Today sees the opening of an exhibition based on the ESRC-funded research project The urban environment: Mirror and mediator of radicalisation? The exhibition has an excellent website outlining the various strands in the research project: www.urbanpolarisation.org
The project is based at the University of Manchester and Ralf Brand is the principle investigator (with Jon Coaffee as co-investigator and Sara Fregonese as Research Assistant). Overall the aim of the project is to explore the interrelation between the urban environment and socio-political polarisation. Polarisation is assumed to have links with political violence (including radicalisation). You can read more about the project here.

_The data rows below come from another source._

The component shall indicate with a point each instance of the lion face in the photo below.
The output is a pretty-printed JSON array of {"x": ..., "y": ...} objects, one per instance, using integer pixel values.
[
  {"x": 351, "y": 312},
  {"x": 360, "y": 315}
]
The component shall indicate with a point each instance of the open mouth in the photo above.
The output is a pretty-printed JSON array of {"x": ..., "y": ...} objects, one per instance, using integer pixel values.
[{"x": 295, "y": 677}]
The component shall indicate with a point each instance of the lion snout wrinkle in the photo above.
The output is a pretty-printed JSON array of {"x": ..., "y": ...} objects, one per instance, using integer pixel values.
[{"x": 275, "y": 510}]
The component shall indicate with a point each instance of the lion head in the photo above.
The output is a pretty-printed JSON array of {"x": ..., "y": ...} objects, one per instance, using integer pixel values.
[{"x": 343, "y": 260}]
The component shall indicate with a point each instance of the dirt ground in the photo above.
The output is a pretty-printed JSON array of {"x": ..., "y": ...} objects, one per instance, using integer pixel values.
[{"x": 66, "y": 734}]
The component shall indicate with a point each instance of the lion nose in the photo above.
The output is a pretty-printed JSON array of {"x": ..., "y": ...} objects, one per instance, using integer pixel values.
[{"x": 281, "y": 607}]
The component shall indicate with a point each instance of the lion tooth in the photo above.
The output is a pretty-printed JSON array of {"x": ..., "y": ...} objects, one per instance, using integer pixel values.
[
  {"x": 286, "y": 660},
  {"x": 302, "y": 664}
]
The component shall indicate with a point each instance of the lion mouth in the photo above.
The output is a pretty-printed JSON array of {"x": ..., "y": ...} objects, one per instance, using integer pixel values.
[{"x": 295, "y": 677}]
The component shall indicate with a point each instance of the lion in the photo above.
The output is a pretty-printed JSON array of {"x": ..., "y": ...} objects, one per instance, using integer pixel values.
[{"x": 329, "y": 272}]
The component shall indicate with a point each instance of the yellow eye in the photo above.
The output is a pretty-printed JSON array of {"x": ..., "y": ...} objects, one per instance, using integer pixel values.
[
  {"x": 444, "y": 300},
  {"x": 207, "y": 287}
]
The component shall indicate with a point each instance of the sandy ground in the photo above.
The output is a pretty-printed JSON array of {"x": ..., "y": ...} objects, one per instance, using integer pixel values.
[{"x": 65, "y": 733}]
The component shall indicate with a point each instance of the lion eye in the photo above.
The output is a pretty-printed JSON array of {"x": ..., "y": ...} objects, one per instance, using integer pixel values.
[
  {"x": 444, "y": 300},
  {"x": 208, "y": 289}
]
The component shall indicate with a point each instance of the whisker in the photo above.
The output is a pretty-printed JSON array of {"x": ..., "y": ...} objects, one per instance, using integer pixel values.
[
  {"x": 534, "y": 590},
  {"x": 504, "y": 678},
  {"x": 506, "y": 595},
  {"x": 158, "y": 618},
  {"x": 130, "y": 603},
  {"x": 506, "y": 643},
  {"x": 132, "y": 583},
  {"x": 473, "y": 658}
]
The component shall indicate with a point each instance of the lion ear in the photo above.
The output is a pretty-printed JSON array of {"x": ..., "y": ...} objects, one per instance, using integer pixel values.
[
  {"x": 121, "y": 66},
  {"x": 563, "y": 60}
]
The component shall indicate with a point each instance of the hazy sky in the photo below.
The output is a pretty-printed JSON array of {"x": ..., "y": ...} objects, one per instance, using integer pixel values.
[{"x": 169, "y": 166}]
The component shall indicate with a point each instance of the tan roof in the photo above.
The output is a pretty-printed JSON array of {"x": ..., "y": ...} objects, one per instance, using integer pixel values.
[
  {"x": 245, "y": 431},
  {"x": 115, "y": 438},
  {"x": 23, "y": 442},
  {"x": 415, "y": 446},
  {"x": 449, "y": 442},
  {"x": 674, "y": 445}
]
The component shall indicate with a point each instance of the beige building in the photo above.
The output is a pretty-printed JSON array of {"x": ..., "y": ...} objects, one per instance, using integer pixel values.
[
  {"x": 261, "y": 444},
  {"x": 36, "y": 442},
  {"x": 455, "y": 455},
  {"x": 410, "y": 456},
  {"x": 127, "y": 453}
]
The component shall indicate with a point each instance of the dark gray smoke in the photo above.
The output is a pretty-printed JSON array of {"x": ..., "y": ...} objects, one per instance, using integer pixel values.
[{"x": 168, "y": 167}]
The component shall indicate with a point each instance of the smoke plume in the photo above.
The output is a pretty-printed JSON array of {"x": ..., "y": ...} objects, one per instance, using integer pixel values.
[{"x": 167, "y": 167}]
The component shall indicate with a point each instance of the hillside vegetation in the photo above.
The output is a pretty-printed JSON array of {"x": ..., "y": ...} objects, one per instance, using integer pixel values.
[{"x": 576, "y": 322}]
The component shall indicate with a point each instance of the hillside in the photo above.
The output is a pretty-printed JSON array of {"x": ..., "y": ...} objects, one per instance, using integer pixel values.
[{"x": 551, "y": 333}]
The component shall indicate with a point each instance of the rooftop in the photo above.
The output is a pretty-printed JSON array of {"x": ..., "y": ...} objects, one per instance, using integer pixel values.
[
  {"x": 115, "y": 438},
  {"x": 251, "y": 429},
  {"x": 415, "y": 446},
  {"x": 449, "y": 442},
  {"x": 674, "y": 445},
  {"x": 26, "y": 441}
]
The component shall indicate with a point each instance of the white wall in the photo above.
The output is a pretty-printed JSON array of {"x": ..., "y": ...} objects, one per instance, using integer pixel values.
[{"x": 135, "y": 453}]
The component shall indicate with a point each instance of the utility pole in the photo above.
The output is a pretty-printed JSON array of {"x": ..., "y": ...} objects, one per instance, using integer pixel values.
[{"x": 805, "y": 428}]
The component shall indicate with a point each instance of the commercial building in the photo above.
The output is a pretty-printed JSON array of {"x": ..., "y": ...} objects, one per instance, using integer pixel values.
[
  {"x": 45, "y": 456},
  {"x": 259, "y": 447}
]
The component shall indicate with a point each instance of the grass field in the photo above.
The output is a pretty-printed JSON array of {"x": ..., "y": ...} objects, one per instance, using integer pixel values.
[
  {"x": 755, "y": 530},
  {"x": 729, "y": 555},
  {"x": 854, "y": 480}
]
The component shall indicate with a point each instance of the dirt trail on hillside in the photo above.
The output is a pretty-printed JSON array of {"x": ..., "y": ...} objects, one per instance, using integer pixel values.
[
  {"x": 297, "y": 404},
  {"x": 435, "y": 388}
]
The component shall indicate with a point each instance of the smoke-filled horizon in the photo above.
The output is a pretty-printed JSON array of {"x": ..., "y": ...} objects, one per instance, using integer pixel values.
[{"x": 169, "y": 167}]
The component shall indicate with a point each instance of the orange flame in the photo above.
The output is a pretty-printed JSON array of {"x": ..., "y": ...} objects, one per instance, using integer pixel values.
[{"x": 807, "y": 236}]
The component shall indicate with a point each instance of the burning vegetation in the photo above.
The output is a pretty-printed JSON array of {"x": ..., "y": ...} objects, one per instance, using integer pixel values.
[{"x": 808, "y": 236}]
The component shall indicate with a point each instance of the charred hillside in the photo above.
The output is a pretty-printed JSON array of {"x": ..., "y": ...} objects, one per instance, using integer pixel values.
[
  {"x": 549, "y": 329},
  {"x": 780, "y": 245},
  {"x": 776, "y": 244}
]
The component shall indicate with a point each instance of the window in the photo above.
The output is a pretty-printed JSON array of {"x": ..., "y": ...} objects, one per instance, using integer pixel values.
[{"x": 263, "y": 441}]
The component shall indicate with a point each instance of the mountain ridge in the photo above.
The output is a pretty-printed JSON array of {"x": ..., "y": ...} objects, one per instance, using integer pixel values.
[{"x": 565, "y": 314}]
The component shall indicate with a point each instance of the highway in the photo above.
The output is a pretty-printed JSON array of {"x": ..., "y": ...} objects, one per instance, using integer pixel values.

The project is of interest to me precisely because it suggests that the urban environment has a constitutive role to play in socio-political dynamics. Rather than viewing the urban environment from an anthropocentric perspective, the project seeks to examine how material structures play a role in shaping (while also being shaped by) socio-political polarisation (and attendant dynamics of violence). In a recent paper arising out of this project Ralf Brand has referred to the urban environment as a ‘socio-active artefact’ in order to explain the relation between urban environment and socio-political dynamics. This speaks to the interest I have in understanding the manner in which buildings are constitutive of distinctive spaces as well as to the way in which certain forms of political violence attack buildings in order to destroy the spaces they constitute. It is precisely because the urban environment is ‘socio-active’ that it is targeted, if it were inert (as some anthropocentric accounts assume) it would be of little interest. The idea that the building is a ‘socio-active artefact’ is thus very helpful when thinking about the mechanisms underlying urbicide.
For those interested in reading further, Ralf Brand has a paper in Urban Studies outlining some of the ways in which architecture and polarisation are inter-related: “Written and Unwritten Building Conventions in a Contested City”. There will also be a special issue of the Journal of Urban Technology which will include a review of literature concerning urban polarisation.